The use of placebo “dummy pills” in the clinical trials of new drugs may long have been the gold standard, but Howick contends that placebos should not be used, if only because it can keep potentially useful drugs out of the doctor’s armory. He cites, by way of example, that it’s been known for decades that certain steroids reduce the effect of alcohol-induced liver disease; but these steroids cannot beat the placebo effect in trials and so can’t be prescribed to this end. Placebos are in many ways the bane of pharmaceutical companies, which is why some have stopped looking for drugs to treat depression and chronic pain. It’s just too hard and expensive to beat the placebo effect.

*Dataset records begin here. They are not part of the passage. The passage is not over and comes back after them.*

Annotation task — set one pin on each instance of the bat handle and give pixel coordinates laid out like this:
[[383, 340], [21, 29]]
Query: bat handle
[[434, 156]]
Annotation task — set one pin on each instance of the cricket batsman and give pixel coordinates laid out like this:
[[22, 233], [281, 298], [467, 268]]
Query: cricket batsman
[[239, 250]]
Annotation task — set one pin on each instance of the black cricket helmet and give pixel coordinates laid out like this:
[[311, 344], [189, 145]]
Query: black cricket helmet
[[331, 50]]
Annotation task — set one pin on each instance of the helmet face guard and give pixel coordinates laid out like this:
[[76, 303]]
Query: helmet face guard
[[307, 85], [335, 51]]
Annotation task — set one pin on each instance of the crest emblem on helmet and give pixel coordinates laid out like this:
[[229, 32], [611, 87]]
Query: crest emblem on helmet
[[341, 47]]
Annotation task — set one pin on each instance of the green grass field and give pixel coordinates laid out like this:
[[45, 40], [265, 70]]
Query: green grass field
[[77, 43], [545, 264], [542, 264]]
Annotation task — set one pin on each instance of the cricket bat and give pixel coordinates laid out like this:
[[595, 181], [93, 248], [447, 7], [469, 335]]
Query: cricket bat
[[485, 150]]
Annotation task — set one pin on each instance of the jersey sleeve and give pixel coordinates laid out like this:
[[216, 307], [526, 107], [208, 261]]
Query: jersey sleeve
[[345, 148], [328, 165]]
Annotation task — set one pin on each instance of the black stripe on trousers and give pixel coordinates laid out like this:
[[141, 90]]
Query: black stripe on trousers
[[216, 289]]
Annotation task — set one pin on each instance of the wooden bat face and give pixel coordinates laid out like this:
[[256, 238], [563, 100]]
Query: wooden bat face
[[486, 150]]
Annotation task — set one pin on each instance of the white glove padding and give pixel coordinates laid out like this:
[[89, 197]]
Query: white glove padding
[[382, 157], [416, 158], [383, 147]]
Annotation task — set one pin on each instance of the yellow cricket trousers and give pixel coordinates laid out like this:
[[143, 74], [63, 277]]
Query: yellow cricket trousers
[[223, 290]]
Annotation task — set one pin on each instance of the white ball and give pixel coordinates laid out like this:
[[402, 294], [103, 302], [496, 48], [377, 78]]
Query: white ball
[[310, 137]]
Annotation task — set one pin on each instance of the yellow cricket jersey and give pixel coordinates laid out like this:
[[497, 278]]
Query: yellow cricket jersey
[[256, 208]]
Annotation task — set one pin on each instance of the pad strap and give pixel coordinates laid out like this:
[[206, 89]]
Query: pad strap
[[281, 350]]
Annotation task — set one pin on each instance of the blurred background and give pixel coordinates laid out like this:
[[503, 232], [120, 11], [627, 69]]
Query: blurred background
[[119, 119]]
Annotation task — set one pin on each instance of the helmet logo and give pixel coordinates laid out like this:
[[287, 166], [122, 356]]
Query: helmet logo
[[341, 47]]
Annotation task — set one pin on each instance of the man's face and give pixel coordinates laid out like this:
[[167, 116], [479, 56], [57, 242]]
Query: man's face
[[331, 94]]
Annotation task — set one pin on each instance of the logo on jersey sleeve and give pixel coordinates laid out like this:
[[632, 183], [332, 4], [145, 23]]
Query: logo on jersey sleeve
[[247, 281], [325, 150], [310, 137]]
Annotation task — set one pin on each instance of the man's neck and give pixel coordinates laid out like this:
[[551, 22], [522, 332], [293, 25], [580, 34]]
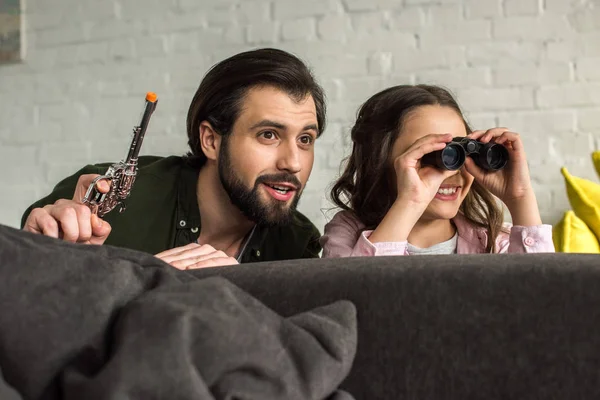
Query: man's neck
[[223, 226], [426, 233]]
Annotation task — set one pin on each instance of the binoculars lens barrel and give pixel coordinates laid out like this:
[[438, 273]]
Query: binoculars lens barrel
[[489, 156]]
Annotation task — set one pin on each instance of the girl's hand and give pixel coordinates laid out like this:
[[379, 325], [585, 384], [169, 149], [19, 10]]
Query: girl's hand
[[418, 185], [511, 184]]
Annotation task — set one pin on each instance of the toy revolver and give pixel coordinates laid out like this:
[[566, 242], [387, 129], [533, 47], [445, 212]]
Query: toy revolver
[[121, 175]]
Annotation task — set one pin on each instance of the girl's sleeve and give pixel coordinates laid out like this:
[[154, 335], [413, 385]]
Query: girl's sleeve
[[344, 237]]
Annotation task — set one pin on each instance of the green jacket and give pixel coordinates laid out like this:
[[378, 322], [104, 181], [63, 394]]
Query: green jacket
[[162, 213]]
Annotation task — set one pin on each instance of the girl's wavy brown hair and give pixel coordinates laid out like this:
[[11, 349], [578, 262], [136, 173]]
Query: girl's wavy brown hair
[[367, 185]]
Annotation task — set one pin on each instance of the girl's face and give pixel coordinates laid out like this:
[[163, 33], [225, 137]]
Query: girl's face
[[426, 120]]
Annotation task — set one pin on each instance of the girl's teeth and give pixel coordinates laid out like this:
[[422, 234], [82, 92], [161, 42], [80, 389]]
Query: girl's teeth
[[447, 191]]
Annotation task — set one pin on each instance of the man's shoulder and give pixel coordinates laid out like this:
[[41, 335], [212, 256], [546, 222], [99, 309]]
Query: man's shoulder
[[299, 226]]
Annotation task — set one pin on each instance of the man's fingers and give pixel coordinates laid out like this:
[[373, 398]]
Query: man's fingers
[[214, 262], [39, 221], [84, 182], [100, 230], [189, 260], [176, 250], [190, 251], [67, 219]]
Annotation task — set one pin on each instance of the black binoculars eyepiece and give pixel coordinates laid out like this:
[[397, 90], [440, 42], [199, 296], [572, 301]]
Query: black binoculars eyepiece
[[489, 156]]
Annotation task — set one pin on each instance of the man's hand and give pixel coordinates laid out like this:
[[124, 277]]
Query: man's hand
[[71, 220], [193, 256]]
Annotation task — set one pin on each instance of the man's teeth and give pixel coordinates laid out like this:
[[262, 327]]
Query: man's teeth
[[447, 191], [281, 189]]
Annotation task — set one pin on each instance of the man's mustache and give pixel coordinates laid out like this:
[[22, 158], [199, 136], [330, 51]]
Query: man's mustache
[[280, 178]]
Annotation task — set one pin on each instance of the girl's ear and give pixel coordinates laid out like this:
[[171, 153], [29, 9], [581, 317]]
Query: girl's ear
[[210, 140]]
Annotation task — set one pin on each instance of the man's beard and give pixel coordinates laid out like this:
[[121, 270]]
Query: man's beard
[[249, 201]]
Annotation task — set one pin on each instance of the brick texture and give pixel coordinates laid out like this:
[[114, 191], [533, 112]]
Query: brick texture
[[531, 65]]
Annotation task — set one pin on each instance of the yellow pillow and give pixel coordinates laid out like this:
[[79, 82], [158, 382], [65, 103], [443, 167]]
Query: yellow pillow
[[596, 160], [584, 197], [572, 235]]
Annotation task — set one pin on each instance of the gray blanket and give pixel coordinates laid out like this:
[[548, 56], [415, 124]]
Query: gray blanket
[[97, 322]]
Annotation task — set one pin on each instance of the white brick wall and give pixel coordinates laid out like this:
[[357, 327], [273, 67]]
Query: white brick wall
[[531, 65]]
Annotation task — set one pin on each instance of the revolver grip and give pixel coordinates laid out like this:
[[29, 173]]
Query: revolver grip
[[93, 197]]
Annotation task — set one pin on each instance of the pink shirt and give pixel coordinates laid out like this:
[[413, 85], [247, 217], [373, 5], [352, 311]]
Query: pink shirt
[[344, 237]]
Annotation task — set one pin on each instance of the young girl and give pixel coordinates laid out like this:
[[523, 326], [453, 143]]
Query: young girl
[[393, 205]]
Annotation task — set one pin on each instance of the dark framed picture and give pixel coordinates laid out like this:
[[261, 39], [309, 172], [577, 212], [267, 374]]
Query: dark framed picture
[[10, 31]]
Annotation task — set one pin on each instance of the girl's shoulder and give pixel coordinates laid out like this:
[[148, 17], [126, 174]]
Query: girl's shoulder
[[346, 218]]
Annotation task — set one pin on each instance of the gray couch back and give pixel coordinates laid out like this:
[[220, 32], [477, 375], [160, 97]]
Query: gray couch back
[[453, 327]]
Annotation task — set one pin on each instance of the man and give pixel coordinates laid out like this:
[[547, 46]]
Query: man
[[251, 126]]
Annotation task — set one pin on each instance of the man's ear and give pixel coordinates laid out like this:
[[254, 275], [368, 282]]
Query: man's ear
[[210, 140]]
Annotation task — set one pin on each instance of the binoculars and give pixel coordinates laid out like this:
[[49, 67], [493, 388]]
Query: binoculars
[[489, 156]]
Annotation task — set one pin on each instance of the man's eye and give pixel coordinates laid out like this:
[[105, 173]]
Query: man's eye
[[268, 135], [307, 139]]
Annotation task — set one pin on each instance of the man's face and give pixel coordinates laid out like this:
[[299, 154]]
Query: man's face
[[266, 161]]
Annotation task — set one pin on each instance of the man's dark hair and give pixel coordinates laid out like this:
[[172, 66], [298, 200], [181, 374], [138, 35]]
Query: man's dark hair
[[221, 93]]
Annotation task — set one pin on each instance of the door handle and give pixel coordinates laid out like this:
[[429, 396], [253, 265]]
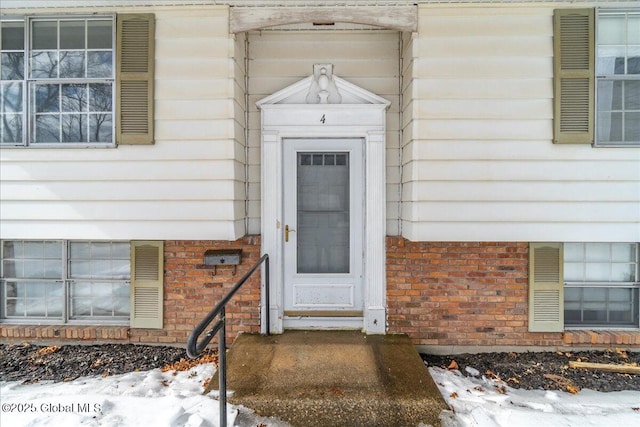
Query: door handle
[[287, 230]]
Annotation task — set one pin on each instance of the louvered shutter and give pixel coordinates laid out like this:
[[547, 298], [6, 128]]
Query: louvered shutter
[[573, 72], [147, 277], [546, 287], [134, 79]]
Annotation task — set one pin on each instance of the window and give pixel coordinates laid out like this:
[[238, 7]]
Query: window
[[65, 82], [65, 281], [618, 77], [597, 55], [601, 284], [66, 67]]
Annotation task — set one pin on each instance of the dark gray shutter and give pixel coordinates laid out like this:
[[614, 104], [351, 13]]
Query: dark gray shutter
[[574, 74], [134, 78], [546, 287], [147, 279]]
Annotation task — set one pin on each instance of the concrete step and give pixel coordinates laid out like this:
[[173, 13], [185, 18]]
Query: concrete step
[[333, 378]]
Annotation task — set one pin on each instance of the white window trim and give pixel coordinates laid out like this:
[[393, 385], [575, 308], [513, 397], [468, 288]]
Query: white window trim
[[600, 284], [27, 125]]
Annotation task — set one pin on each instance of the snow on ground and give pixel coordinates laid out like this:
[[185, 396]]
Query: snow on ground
[[489, 403], [175, 399]]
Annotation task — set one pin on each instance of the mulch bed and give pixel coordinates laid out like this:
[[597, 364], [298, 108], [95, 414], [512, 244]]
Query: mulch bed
[[30, 363], [546, 370], [532, 370]]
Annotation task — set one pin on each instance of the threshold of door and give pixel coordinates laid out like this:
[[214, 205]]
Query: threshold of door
[[326, 313]]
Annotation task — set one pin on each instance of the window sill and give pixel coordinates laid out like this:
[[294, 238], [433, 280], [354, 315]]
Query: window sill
[[61, 145], [64, 332], [602, 337]]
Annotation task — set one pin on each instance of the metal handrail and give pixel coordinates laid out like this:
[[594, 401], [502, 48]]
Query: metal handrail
[[195, 347]]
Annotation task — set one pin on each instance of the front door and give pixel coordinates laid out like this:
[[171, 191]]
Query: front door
[[323, 232]]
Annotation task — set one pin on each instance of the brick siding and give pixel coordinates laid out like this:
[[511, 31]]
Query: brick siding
[[472, 294], [439, 293]]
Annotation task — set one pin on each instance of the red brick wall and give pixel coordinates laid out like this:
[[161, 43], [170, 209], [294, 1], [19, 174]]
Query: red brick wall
[[472, 294], [439, 293], [191, 290], [461, 293]]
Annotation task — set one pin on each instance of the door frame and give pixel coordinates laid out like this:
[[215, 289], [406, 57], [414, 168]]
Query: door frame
[[324, 315], [363, 117]]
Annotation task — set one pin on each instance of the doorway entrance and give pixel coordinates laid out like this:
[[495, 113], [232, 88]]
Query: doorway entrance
[[323, 232], [323, 204]]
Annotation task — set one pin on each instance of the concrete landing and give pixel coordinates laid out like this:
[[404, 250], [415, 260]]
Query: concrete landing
[[333, 378]]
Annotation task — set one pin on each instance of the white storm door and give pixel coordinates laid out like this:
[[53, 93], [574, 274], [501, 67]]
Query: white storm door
[[323, 227]]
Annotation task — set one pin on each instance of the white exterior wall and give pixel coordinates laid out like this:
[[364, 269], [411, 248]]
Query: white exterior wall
[[478, 161], [189, 185], [369, 59]]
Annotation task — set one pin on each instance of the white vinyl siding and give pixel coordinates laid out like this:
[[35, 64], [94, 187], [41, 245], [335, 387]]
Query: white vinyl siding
[[369, 59], [479, 162], [189, 185]]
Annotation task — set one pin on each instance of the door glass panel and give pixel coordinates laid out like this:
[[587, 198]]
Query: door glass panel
[[323, 213]]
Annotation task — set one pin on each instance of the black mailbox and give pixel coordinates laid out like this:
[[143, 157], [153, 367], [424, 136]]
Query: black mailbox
[[223, 257]]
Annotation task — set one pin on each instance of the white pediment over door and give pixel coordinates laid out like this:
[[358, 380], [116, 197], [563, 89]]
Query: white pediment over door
[[323, 87], [325, 107]]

We’re Left With Many Questions

It’s a messy, politically-charged situation improved not just by the advance of knowledge, but — perhaps trickier still — by a profound change of values, too. There is much yet to discover.

“What we need to know today is where, in which medical condition, in which circumstance, and with which mechanisms placebos work,” says Benedetti. “We need to map the placebo effect across different medical conditions and therapeutic interventions.”

This would help answer some key questions: Is it actually a biological phenomena? Why is it a response for one symptom but not another? Why in one person but less so another? Is it their personality, brain anatomy, genetics, something else?

“We’ve come a long way in our understanding of the placebo effect over the last 20 years and could well be in a place now where we will know a lot more in the next 10,” says Hall. “How much [the medical establishment] will listen to that is a different question. People get giggly and awkward about the placebo effect. But it’s not helping not to talk about it.”